Die von der Kl. in der Klageschrift vorgenommene Ermittlung der anteiligen Bruttokaltmiete unter Angabe der zuletzt auf die Wohnung entfallenden Heizungs- und Warmwasserkosten ist nicht zu beanstanden. Das entspricht der Rechtsprechung des BGH für den vergleichbaren Fall der Erhöhung von Bruttokaltmieten unter Anwendung eines Mietspiegels mit Nettokaltmieten. Es ist deshalb von einer Bruttokaltausgangsmiete von 322,70 € auszugehen. Unerheblich ist auch, dass die von der Kl. in der Klageschrift vorgetragenen Heizungs- und Warmwasserkosten nicht wenigstens zu 50 % nach Verbrauch ermittelt worden sind. Denn es ist bei vereinbarten Bruttowarmmieten in aller Regel der Fall, dass keine Verbrauchserfassungsgeräte vorhanden sind, und für die Abwicklung des Mietverhältnisses bedarf es auch keiner Verbrauchserfassung. Unerheblich ist auch, dass der Mieter bei nicht verbrauchsabhängiger Abrechnung der Heizungs- und Warmwasserkosten einen Abzug von 15 % der abgerechneten Kosten vornehmen kann. Denn das stellt eine Sanktion für den nicht verbrauchsabhängig abrechnenden Vermieter dar, hat aber mit der Frage, welche Kosten tatsächlich entstanden sind, nichts zu tun. Dass und ob der Mieter bei nicht verbrauchsabhängiger Abrechnung einen Abzug von 15 % der angefallenen Kosten vornehmen darf, ändert nämlich nichts daran, dass die Kosten entstanden sind.

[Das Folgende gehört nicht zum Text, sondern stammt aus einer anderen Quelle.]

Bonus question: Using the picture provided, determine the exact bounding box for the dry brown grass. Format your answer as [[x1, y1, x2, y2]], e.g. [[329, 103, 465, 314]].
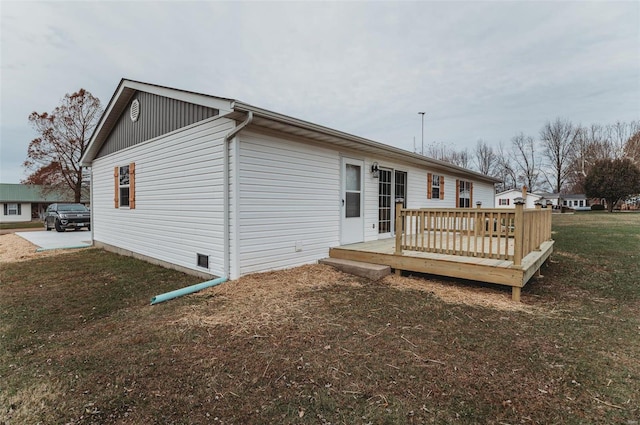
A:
[[179, 264, 362, 334], [177, 264, 548, 334], [0, 377, 65, 424]]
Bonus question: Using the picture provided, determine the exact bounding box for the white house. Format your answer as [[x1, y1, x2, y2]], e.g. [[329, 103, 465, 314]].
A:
[[562, 194, 591, 211], [82, 79, 497, 279], [495, 186, 542, 208], [0, 183, 82, 223]]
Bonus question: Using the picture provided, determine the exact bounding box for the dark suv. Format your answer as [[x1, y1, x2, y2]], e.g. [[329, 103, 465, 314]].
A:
[[44, 204, 91, 232]]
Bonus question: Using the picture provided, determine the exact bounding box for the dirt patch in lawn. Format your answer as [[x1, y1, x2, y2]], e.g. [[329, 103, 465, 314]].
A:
[[0, 233, 87, 263], [179, 264, 543, 335], [383, 275, 543, 313], [180, 264, 368, 334], [0, 233, 57, 263]]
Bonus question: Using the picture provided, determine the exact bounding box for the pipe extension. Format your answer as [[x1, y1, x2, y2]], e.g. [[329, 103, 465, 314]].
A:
[[151, 276, 227, 305]]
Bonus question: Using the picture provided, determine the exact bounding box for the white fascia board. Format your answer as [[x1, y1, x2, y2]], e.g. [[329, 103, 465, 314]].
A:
[[233, 101, 500, 183], [124, 80, 233, 115]]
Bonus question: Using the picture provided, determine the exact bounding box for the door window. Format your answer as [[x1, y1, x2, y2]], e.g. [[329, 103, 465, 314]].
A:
[[345, 164, 362, 218]]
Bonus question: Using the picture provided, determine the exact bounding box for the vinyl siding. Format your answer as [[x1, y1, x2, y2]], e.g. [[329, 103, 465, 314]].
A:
[[0, 202, 30, 222], [238, 132, 340, 275], [92, 118, 234, 276]]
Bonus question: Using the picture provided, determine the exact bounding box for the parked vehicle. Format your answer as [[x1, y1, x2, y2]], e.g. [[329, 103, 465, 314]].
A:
[[44, 204, 91, 232]]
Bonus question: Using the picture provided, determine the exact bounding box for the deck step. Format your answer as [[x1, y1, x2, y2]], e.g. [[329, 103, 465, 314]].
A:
[[318, 258, 391, 280]]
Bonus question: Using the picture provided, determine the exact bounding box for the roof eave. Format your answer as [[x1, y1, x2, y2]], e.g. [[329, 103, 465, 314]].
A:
[[233, 101, 500, 184]]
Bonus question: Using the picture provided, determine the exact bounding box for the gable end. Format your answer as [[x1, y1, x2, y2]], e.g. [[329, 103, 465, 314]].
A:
[[96, 91, 219, 158]]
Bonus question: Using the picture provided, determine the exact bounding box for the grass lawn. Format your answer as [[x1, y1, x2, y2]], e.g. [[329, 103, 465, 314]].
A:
[[0, 221, 44, 230], [0, 212, 640, 425]]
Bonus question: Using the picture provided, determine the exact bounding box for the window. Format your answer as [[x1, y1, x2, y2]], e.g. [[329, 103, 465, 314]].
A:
[[118, 165, 129, 207], [456, 180, 473, 208], [378, 168, 393, 233], [427, 173, 444, 199], [4, 204, 22, 215], [113, 162, 136, 209]]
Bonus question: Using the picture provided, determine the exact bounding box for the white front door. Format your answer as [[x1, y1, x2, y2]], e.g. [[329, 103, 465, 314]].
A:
[[340, 158, 364, 245]]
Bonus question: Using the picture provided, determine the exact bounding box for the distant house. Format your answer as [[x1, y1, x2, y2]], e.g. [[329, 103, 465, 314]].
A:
[[0, 183, 88, 223], [535, 192, 561, 208], [494, 187, 542, 208], [562, 193, 591, 211], [0, 183, 60, 223], [81, 79, 498, 279]]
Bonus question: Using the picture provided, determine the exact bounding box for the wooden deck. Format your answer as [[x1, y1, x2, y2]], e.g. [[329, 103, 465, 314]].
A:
[[329, 203, 554, 301]]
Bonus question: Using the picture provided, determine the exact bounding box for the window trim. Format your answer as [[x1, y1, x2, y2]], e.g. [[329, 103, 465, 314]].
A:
[[427, 173, 444, 199], [113, 162, 136, 210], [456, 179, 473, 208], [4, 202, 22, 216]]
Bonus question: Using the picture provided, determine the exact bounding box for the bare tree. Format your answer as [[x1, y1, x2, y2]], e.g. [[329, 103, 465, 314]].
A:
[[509, 133, 540, 191], [495, 143, 518, 192], [540, 118, 578, 193], [609, 121, 640, 159], [23, 89, 102, 202], [624, 130, 640, 166], [473, 139, 497, 176]]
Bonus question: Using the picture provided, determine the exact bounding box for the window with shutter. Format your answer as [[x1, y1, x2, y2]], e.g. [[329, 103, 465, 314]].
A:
[[456, 180, 473, 208], [114, 162, 136, 210], [427, 173, 444, 199]]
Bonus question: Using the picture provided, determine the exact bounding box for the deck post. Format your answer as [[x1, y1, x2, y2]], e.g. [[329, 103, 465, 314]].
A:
[[395, 201, 403, 255], [395, 199, 404, 276], [511, 286, 520, 303], [513, 197, 524, 264]]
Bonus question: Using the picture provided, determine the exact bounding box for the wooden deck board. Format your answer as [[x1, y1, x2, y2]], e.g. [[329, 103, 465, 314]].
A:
[[329, 238, 553, 288]]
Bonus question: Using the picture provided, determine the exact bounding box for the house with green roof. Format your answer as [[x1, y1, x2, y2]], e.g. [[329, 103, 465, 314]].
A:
[[0, 183, 88, 223]]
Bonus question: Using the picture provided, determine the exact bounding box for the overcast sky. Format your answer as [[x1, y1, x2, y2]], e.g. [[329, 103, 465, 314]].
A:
[[0, 1, 640, 183]]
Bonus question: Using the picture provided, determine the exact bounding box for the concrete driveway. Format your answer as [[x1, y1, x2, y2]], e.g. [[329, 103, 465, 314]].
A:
[[16, 230, 91, 251]]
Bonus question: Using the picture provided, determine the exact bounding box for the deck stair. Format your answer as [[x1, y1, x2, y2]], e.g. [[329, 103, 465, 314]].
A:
[[318, 258, 391, 280]]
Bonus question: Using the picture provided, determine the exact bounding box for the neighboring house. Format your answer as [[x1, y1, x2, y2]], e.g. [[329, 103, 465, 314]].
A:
[[81, 79, 497, 279], [0, 183, 81, 223], [562, 194, 591, 211], [494, 187, 542, 208], [535, 192, 561, 209]]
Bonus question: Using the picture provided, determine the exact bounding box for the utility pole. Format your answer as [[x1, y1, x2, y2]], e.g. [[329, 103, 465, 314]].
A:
[[418, 112, 425, 156]]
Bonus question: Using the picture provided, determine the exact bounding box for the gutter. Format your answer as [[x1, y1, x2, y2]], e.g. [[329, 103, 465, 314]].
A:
[[223, 111, 253, 276]]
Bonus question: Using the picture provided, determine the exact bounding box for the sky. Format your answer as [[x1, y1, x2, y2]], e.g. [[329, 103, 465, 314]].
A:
[[0, 0, 640, 183]]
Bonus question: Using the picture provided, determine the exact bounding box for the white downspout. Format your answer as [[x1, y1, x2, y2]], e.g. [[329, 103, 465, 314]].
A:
[[223, 111, 253, 277]]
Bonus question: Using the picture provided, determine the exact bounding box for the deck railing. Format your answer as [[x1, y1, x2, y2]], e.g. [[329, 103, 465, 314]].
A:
[[395, 203, 551, 265]]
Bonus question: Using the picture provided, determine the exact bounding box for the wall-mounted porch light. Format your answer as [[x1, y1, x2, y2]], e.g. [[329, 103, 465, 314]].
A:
[[371, 161, 380, 179]]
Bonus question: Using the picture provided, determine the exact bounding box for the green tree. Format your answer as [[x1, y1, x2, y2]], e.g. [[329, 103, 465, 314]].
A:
[[23, 89, 102, 202], [584, 158, 640, 212]]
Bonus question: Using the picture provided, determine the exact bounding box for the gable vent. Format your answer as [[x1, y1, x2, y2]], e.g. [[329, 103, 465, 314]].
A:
[[129, 99, 140, 122]]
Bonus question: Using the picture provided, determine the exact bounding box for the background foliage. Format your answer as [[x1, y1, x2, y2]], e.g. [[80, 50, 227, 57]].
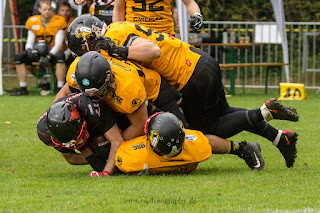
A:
[[17, 0, 320, 25]]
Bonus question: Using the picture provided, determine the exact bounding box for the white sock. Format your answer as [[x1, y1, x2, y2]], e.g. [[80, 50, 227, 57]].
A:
[[19, 82, 27, 87], [260, 104, 273, 121], [272, 130, 283, 146], [57, 81, 64, 88]]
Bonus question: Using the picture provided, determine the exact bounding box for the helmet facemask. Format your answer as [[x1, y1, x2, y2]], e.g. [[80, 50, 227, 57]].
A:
[[51, 121, 89, 150]]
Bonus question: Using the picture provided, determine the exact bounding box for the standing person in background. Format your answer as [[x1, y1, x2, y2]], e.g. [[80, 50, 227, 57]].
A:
[[32, 0, 78, 15], [75, 0, 114, 25], [11, 0, 67, 96], [112, 0, 203, 35], [58, 1, 76, 66]]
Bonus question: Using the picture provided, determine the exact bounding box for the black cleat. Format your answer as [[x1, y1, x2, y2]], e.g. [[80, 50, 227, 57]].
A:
[[238, 141, 264, 170], [11, 87, 29, 96], [277, 130, 298, 168], [261, 98, 299, 122]]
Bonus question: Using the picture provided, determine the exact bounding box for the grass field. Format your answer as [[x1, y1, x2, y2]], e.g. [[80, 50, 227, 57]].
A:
[[0, 91, 320, 212]]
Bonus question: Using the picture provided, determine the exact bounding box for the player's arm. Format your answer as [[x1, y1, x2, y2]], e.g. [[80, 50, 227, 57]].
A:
[[103, 124, 123, 174], [122, 103, 148, 141], [95, 36, 161, 61], [53, 82, 71, 102], [112, 0, 125, 22], [61, 148, 89, 165], [182, 0, 201, 16]]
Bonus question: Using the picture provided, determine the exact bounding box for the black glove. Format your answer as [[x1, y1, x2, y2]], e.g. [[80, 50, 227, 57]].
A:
[[39, 55, 51, 70], [190, 13, 203, 30], [27, 49, 39, 61], [93, 36, 129, 58]]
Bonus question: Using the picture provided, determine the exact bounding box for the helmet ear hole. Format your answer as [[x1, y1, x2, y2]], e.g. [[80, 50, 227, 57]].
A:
[[145, 112, 185, 157], [75, 51, 113, 98]]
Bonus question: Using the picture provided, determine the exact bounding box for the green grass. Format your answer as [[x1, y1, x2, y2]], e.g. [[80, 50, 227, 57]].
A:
[[0, 91, 320, 212]]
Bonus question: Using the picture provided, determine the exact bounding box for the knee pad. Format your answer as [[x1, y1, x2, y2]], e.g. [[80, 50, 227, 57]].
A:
[[14, 50, 27, 64], [54, 51, 65, 63]]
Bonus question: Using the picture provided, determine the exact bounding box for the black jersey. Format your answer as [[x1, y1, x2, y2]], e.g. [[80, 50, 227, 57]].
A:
[[37, 93, 116, 153]]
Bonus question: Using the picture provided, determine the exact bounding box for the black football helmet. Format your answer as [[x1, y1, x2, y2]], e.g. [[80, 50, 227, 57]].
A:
[[66, 14, 107, 56], [47, 101, 89, 150], [144, 112, 185, 157], [33, 40, 51, 57], [75, 51, 115, 100]]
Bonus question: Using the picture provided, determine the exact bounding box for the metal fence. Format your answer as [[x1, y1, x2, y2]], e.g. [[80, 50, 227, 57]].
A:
[[189, 21, 320, 89], [2, 21, 320, 89]]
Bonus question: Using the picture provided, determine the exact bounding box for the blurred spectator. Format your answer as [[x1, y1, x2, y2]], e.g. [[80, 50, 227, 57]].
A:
[[32, 0, 78, 15], [75, 0, 115, 25], [11, 0, 67, 96], [58, 1, 76, 66]]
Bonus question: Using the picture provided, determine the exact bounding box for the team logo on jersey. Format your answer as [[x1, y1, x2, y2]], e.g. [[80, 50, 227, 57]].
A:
[[31, 25, 40, 30], [82, 78, 90, 87], [74, 26, 92, 38], [185, 135, 197, 141], [71, 72, 77, 82], [148, 130, 160, 147], [116, 156, 122, 166], [132, 98, 141, 107]]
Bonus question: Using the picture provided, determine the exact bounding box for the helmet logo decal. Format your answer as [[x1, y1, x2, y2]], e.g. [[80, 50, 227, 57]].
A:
[[149, 130, 159, 147], [132, 98, 141, 107], [116, 156, 122, 166], [74, 26, 92, 38], [82, 78, 90, 87]]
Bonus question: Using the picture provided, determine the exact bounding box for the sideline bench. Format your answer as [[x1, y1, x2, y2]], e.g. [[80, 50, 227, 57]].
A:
[[219, 62, 289, 95]]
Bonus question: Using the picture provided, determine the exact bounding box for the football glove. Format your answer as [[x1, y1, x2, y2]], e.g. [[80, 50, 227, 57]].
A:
[[190, 13, 203, 30], [93, 36, 129, 58], [39, 57, 50, 70], [88, 171, 110, 177]]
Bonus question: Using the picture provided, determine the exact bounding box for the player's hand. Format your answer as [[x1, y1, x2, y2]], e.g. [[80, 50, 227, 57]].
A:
[[190, 13, 203, 30], [39, 57, 50, 70], [93, 36, 116, 55], [88, 171, 110, 177]]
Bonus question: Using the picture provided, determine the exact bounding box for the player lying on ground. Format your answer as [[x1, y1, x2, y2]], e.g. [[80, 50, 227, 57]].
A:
[[89, 112, 264, 176], [67, 16, 299, 167], [37, 93, 123, 174]]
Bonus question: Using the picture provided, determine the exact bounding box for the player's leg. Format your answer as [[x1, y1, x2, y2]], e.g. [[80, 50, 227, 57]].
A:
[[205, 135, 264, 170], [53, 51, 67, 91]]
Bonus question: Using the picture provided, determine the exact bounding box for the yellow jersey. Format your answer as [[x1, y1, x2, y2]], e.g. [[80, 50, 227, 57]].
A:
[[26, 15, 67, 47], [104, 22, 201, 91], [125, 0, 175, 35], [66, 51, 161, 113], [115, 129, 212, 175]]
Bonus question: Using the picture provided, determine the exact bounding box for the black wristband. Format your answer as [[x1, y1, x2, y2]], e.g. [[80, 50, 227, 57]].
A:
[[86, 154, 107, 172], [113, 47, 129, 58]]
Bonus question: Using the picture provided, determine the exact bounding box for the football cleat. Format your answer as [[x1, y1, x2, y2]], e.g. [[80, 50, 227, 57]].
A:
[[277, 130, 298, 168], [238, 141, 264, 170], [260, 98, 299, 122], [11, 87, 29, 96]]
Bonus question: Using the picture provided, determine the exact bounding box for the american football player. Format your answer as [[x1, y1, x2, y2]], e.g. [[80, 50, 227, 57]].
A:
[[89, 112, 264, 176], [11, 0, 67, 96], [112, 0, 203, 35], [95, 22, 299, 167], [37, 93, 123, 174]]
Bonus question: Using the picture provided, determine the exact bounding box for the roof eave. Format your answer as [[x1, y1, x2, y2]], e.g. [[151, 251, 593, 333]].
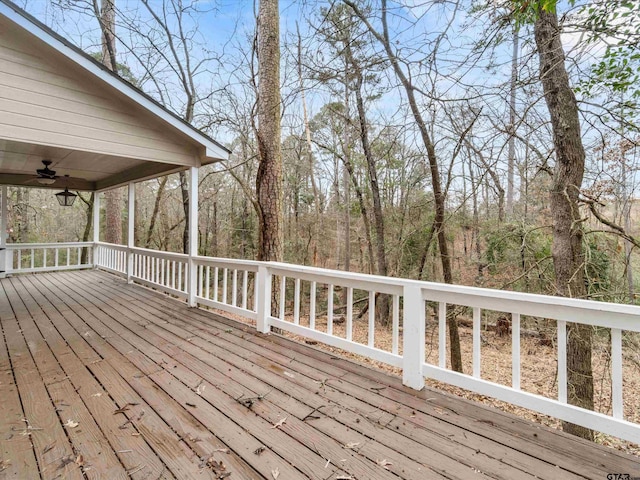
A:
[[0, 0, 231, 163]]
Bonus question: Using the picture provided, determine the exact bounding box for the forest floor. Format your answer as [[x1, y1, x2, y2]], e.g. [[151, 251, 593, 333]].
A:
[[219, 312, 640, 456]]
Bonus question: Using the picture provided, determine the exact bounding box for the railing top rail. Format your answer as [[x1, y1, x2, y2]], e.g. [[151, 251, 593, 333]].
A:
[[129, 247, 189, 262], [6, 242, 94, 250], [193, 255, 265, 272]]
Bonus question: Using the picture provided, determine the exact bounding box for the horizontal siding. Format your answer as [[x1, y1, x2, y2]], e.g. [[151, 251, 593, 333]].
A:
[[0, 116, 195, 165], [0, 80, 191, 154], [0, 20, 198, 165]]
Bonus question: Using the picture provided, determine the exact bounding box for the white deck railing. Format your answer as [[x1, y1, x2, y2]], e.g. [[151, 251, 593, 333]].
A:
[[5, 242, 94, 273], [2, 242, 640, 443]]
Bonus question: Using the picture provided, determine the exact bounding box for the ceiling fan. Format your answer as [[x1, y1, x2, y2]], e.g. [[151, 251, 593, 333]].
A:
[[35, 160, 58, 185]]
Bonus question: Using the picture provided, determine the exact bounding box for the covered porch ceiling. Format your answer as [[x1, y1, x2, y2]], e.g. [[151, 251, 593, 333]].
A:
[[0, 0, 230, 191], [0, 139, 200, 191], [0, 139, 202, 191]]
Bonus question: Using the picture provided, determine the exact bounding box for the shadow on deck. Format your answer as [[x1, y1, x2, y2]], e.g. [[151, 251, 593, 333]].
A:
[[0, 271, 640, 480]]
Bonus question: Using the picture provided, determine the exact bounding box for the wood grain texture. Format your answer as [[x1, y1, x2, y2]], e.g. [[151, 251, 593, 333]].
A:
[[0, 271, 640, 480]]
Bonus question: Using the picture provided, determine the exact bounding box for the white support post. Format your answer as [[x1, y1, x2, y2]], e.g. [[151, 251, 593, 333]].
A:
[[94, 192, 102, 268], [402, 285, 426, 390], [127, 182, 136, 283], [256, 265, 272, 333], [0, 185, 8, 278], [187, 167, 199, 307]]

Soweit die Bekl. die angesetzten Betriebs-, Heiz- und Warmwasserkosten bestreitet, hat sie damit mangels ausreichender Substantiierung keinen Erfolg. Denn sie kann in die Unterlagen bei dem Vermieter Einsicht nehmen und dann konkrete Einwände erheben.
Die Klage ist aber nur teilweise begründet. (wird ausgeführt)
Leitsatz
häufig von der Redaktion verfasst
Die Vereinbarung einer Bruttowarmmiete wird (wg. Pflicht zur verbrauchsabhängigen Heizkostenabrechnung) teilweise für unzulässig gehalten. Ist doch eine vereinbart, gilt für eine Mieterhöhung mit dem Berliner Mietspiegel: Zunächst sind die Heizkosten herauszurechnen und dann die kalten Betriebskosten. Eine unzulässige Änderung der Mietstruktur liegt darin nicht.
Der Fall
Bearbeitung des Verlags, keine Aussage des Gerichts
Die Parteien hatten eine Bruttowarmmiete vereinbart; im Mieterhöhungsverlangen waren die Heizkosten und die kalten Betriebskosten herausgerechnet worden. Die Mieterin meinte, darin liege eine unzulässige Änderung der Mietstruktur; darüber hinaus seien auch die Heizkosten nicht zu wenigstens 50 % nach Verbrauch ermittelt worden.
Das Urteil
Bearbeitung des Verlags, keine Aussage des Gerichts
Dem folgte das Landgericht Berlin nicht; das Mieterhöhungsverlangen sei formell wirksam. In dem notwendigen Herausrechnen der Heizkosten liege keine unzulässige Änderung der Mietstruktur. Das Bestreiten der Höhe der Heizkosten durch die Mieterin sei unsubstantiiert, da sie zunächst einmal die Unterlagen hätte einsehen müssen, um konkrete Einwände zu erheben.
Unerheblich sei auch, dass die Heizkosten nicht verbrauchsabhängig ermittelt worden seien. Bei Bruttowarmmiete seien in der Regel keine Verbrauchserfassungsgeräte vorhanden. Das Kürzungsrecht des Mieters von 15 % beziehe sich nur auf einen etwaigen Nachzahlungsanspruch aus einer Heizkostenabrechnung. Der Vermieter darf also, wenn er die Bruttowarmmiete auf die Nettokaltmiete herunterrechnet, die vollen, nicht die um 15 % gekürzten Heizkosten herausrechnen. Das führt zu einer niedrigeren Nettokaltmiete und zu einem höheren Mieterhöhungsspielraum.